Damit ist der Kern des Mythos aufgelöst: „Deutschland besteuert dich wegen deines Passes weiter" ist im Regelfall schlicht falsch. Deutschland ist beim Anknüpfungspunkt näher am internationalen Standard als an den USA.
Die eine deutsche Ausnahme: § 2 AStG
Es gibt eine bedeutsame Ausnahme, die man kennen sollte — auch wenn sie kein „Passsteuer"-Modell ist. § 2 AStG regelt die erweiterte beschränkte Steuerpflicht. Vereinfacht: Zieht ein Deutscher in ein niedrig besteuertes Gebiet und behält er zugleich wesentliche wirtschaftliche Interessen in Deutschland, kann er über den Wegzug hinaus noch bis zu zehn Jahre erweitert beschränkt steuerpflichtig bleiben.

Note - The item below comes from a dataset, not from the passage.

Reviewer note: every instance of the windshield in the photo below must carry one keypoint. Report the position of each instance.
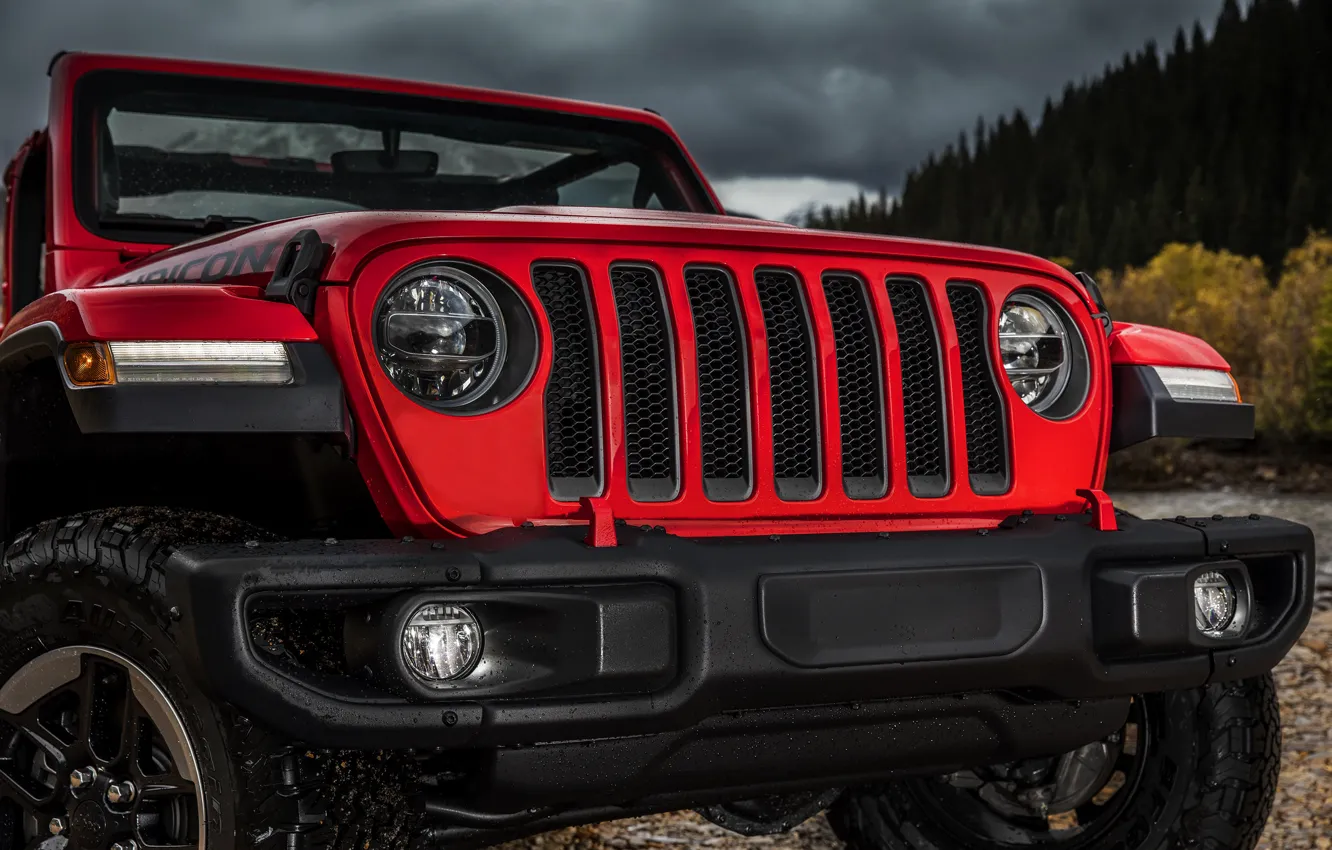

Wichtig zur Einordnung: Auch § 2 AStG besteuert nicht „wegen des Passes" die ganze Welt wie das US-System. Die Norm erfasst gezielt Konstellationen mit Niedrigbesteuerung und fortbestehenden Inlandsinteressen — sie ist eng gefasst und an Voraussetzungen geknüpft. Ob sie im konkreten Fall greift, welche Interessen als „wesentlich" gelten und wie sich das rechnet, ist fachlich zu prüfen und hängt vom Einzelfall ab. Das gehört in die Hände eines Steuerberaters, nicht in eine pauschale Faustregel.
Gilt für / Gilt nicht
Gilt für: die grundsätzliche Anknüpfung der deutschen unbeschränkten Steuerpflicht an Wohnsitz und gewöhnlichen Aufenthalt (§ 1 EStG) sowie die Einordnung, dass Deutschland — anders als die USA — nicht nach Staatsbürgerschaft besteuert.

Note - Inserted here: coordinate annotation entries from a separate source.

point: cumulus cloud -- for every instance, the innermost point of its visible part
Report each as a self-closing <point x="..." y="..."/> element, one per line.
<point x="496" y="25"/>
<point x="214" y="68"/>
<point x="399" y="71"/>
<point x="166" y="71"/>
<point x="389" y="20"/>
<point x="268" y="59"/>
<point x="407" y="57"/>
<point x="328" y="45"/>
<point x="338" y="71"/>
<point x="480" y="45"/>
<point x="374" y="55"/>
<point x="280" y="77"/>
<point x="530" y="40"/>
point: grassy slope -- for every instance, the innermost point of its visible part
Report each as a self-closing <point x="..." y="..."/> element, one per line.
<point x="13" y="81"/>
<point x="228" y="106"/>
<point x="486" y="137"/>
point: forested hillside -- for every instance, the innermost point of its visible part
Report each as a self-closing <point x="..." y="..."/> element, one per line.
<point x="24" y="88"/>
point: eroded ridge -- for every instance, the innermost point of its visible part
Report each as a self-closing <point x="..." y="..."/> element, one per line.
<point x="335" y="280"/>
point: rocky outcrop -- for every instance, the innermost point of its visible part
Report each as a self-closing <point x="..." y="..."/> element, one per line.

Gilt nicht: als Aussage über deinen konkreten Steuerstatus. Ob eine erweiterte beschränkte Steuerpflicht nach § 2 AStG einschlägig ist, ob ein Zielland als niedrig besteuertes Gebiet gilt und welche wirtschaftlichen Interessen fortbestehen, ist Einzelfallprüfung. Doppelbesteuerungsabkommen, andere Wegzugsregelungen und die tatsächliche Wohnsitzverlagerung sind hier nicht behandelt.
Der deutsche Pass ist kein steuerliches Halsband. Entscheidend ist, wo du tatsächlich wohnst und deinen Lebensmittelpunkt hast — und dass dieser Wegzug real und sauber dokumentiert ist. Der Sonderfall § 2 AStG betrifft niedrig besteuerte Ziele mit fortbestehenden Deutschland-Interessen; genau dafür arbeiten wir mit Steuerberatern im Einzelfall. Kein Alarm, keine Garantien — sondern der geprüfte Weg.
Kurz gefragt
Muss ich als Deutscher im Ausland weiter in Deutschland Steuern zahlen, nur wegen der Staatsangehörigkeit?
Im Regelfall nein. Die unbeschränkte Steuerpflicht knüpft an Wohnsitz und gewöhnlichen Aufenthalt an, nicht an den Pass. Der Sonderfall § 2 AStG ist gesondert und einzelfallabhängig zu prüfen.
Warum verwechseln viele das mit den USA?
Weil das US-System tatsächlich nach Staatsbürgerschaft besteuert — weltweit und unabhängig vom Wohnsitz. Dieses seltene Modell wird fälschlich auf Deutschland übertragen.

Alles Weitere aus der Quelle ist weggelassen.